The world is, however, changing rapidly and global health needs to re-align. Even if most institutions, such as academia and non-governmental organisations, are still struggling to adapt away from the international health perspective, with recent frequent calls and efforts to ‘decolonise global health’, there are calls to further redefine the focus. Efforts such as One-Health, stressing the interconnectedness of, and shared arena between, humans and animals [11], and planetary health, striving to include environmental and biosphere perspectives [12], indicate that the discourse is evolving. Global health, with its understanding of the root causes and influence of underlying structures is still, to a large extent, anthropocentric, with a rights-based approach derived from human rights. Planetary health expands our understanding of this relation beyond humanity [1,13], meaning that humanity is only one entity in a bigger picture, an entity with the power to enhance or destroy the world around itself and, as such, has a special responsibility. Recent advocacy movements point to the need to widen the rights-based approach to also include the biosphere as an entity with rights of its own [14]. This would mean a subjectification of nature and alter our approach to what is the ‘public’ in public health [13].
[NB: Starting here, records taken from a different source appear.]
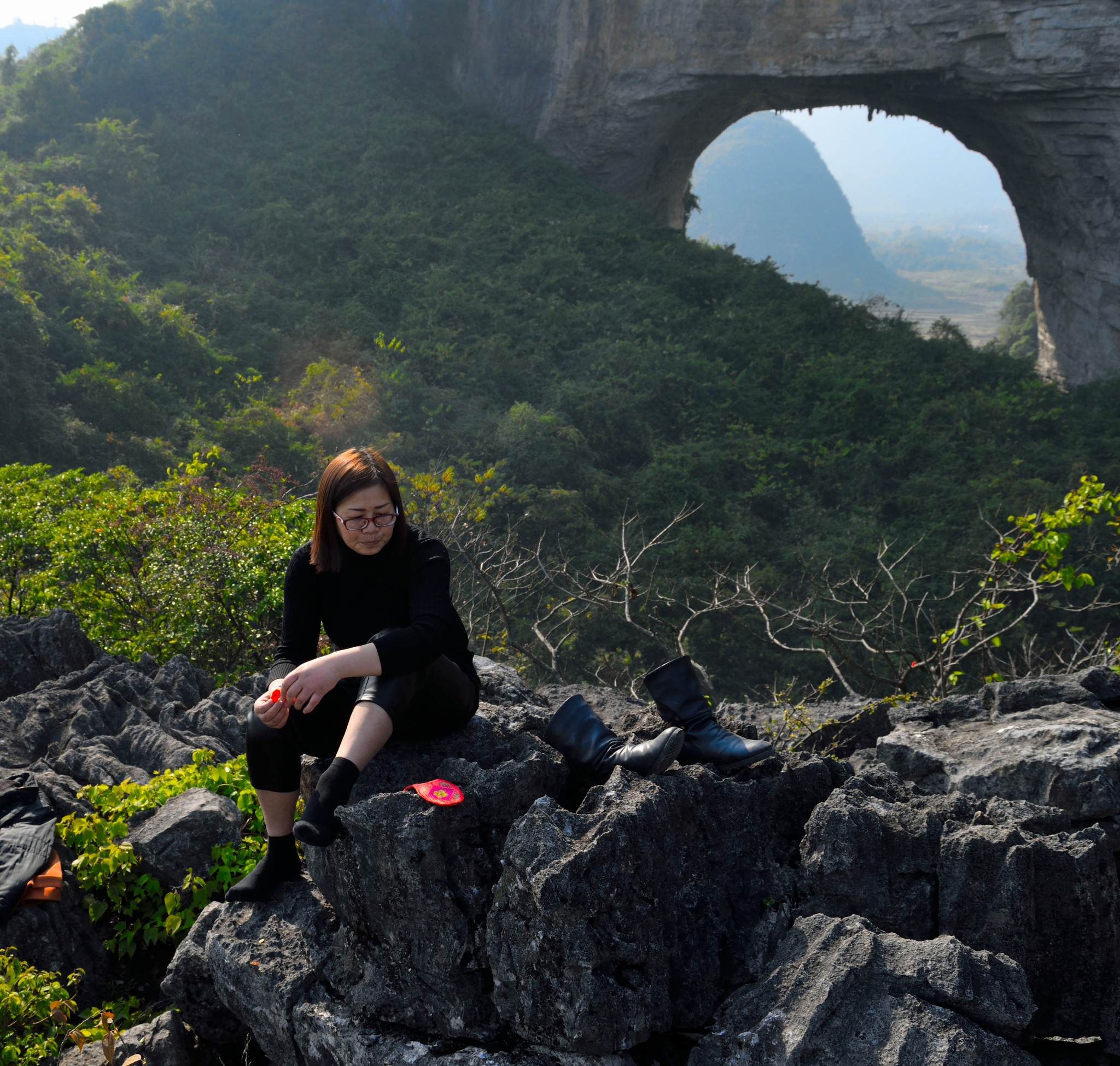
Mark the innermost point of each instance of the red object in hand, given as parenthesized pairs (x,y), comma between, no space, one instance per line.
(442,793)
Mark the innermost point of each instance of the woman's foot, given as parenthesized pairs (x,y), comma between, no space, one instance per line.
(319,824)
(281,864)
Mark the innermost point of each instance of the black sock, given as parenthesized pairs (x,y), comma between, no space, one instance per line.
(319,824)
(281,864)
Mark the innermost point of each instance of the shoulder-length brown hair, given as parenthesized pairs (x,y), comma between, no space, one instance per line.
(348,473)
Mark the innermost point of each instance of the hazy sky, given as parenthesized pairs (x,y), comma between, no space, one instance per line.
(902,167)
(40,13)
(894,172)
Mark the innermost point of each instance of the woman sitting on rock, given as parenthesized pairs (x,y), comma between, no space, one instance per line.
(402,669)
(381,590)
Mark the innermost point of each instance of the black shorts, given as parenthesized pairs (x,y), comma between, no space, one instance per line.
(428,704)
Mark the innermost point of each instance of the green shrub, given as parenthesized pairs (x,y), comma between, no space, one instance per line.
(191,567)
(35,1010)
(142,911)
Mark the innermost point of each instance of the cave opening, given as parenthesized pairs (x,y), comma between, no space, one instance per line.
(884,210)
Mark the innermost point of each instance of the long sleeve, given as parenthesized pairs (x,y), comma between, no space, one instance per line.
(299,634)
(433,620)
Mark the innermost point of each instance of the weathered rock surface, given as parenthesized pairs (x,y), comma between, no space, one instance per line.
(180,835)
(631,93)
(162,1041)
(264,959)
(34,650)
(841,991)
(1014,742)
(999,875)
(189,983)
(405,865)
(328,1035)
(637,913)
(114,719)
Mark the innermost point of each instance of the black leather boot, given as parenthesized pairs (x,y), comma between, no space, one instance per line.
(675,689)
(591,748)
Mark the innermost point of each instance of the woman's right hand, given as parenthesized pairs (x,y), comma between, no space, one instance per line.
(272,712)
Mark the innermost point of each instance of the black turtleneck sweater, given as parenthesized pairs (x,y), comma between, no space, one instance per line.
(409,589)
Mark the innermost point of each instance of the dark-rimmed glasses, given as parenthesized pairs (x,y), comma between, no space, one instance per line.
(357,525)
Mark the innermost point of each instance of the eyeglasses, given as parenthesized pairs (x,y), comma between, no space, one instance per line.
(359,524)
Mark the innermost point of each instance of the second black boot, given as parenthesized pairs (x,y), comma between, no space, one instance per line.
(675,689)
(582,738)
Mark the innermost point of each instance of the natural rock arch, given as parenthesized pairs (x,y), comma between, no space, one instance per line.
(630,92)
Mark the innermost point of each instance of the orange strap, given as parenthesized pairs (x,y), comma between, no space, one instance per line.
(48,885)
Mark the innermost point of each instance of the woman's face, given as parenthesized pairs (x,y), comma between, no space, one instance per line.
(364,504)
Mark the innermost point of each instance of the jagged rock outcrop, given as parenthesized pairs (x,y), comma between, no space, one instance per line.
(631,93)
(162,1041)
(842,991)
(999,875)
(1053,742)
(637,913)
(35,650)
(264,959)
(190,985)
(542,924)
(405,865)
(179,836)
(114,719)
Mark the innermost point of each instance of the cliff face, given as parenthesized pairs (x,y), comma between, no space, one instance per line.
(630,92)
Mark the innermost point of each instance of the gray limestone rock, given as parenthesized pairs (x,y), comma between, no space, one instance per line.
(502,686)
(630,95)
(36,650)
(1062,755)
(217,722)
(162,1041)
(999,875)
(1004,698)
(839,991)
(638,913)
(264,959)
(405,866)
(182,833)
(190,983)
(113,721)
(99,725)
(329,1035)
(184,683)
(1050,901)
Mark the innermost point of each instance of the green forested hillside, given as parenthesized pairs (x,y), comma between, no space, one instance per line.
(213,213)
(764,189)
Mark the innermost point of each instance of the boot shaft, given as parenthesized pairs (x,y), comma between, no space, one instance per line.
(675,689)
(579,735)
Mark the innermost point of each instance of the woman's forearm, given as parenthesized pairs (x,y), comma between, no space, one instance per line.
(357,662)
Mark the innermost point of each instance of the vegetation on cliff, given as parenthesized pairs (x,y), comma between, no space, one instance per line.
(214,214)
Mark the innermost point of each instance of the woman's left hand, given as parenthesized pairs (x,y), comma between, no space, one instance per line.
(308,683)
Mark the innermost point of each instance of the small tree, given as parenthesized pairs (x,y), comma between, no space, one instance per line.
(900,624)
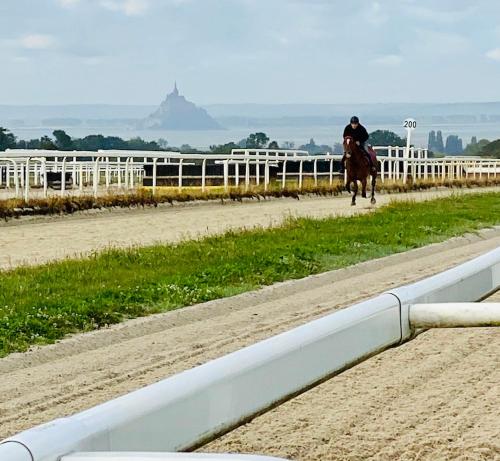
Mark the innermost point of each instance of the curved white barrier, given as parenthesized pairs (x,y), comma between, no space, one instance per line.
(185,410)
(471,281)
(191,407)
(135,456)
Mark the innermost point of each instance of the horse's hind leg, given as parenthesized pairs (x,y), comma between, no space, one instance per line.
(363,188)
(374,182)
(354,192)
(348,184)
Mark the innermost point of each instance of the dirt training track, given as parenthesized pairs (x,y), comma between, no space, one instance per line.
(433,398)
(35,241)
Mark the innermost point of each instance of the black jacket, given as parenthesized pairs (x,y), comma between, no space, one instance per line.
(359,134)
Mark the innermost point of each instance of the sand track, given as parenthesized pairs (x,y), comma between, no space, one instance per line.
(34,241)
(446,383)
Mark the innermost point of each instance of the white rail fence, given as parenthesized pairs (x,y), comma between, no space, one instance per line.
(29,173)
(186,410)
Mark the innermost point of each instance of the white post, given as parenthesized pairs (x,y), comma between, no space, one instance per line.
(44,173)
(331,172)
(63,177)
(203,174)
(300,174)
(226,175)
(247,174)
(154,175)
(80,179)
(27,181)
(96,176)
(179,185)
(119,172)
(266,174)
(283,175)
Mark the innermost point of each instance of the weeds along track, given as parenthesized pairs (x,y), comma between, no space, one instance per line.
(48,239)
(59,380)
(143,197)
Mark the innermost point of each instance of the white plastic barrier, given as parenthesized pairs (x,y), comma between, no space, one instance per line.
(471,281)
(455,315)
(131,456)
(193,407)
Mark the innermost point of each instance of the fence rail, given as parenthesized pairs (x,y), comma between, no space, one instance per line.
(28,173)
(195,406)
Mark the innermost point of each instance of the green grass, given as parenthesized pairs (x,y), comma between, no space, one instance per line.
(39,305)
(17,207)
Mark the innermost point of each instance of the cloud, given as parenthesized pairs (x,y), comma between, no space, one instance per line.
(68,3)
(432,44)
(494,54)
(375,15)
(36,41)
(128,7)
(439,16)
(389,60)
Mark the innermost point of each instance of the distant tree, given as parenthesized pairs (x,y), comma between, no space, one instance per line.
(92,142)
(431,144)
(315,149)
(439,142)
(386,138)
(7,139)
(338,148)
(47,143)
(257,140)
(491,149)
(33,144)
(63,141)
(139,144)
(224,148)
(475,146)
(453,145)
(163,143)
How public health will evolve in the next 50 years is difficult to anticipate, but given the difficulties of the current challenges we know that it will change. A first step is to conclude the process from international health to global health by embracing the new world order and more actionably address old power structures and world views [1]. It demands the adoption of a truly global approach, stressing the interconnectedness and similarities between contexts, applying research and discourses not only to local, national or regional settings [13]. This also means asking uncomfortable questions about resource and power allocation, which is necessary for the systemic shift needed in years to come [1]. The next steps are to open up the arena and see beyond the anthropocentric view, to acknowledge the impact of humanity as a whole in relation to the planet we are living on and to encourage and incorporate discussions about planetary rights [14]. This new perspective is not only a matter of trustworthiness and authenticity, but a matter of survival, setting the direction for public health for the next 50 years.
Footnotes
Declaration of conflicting interests
The author declared no potential conflicts of interest with respect to the research, authorship, and/or publication of this article.
Funding
The author received no financial support for the research, authorship, and/or publication of this article.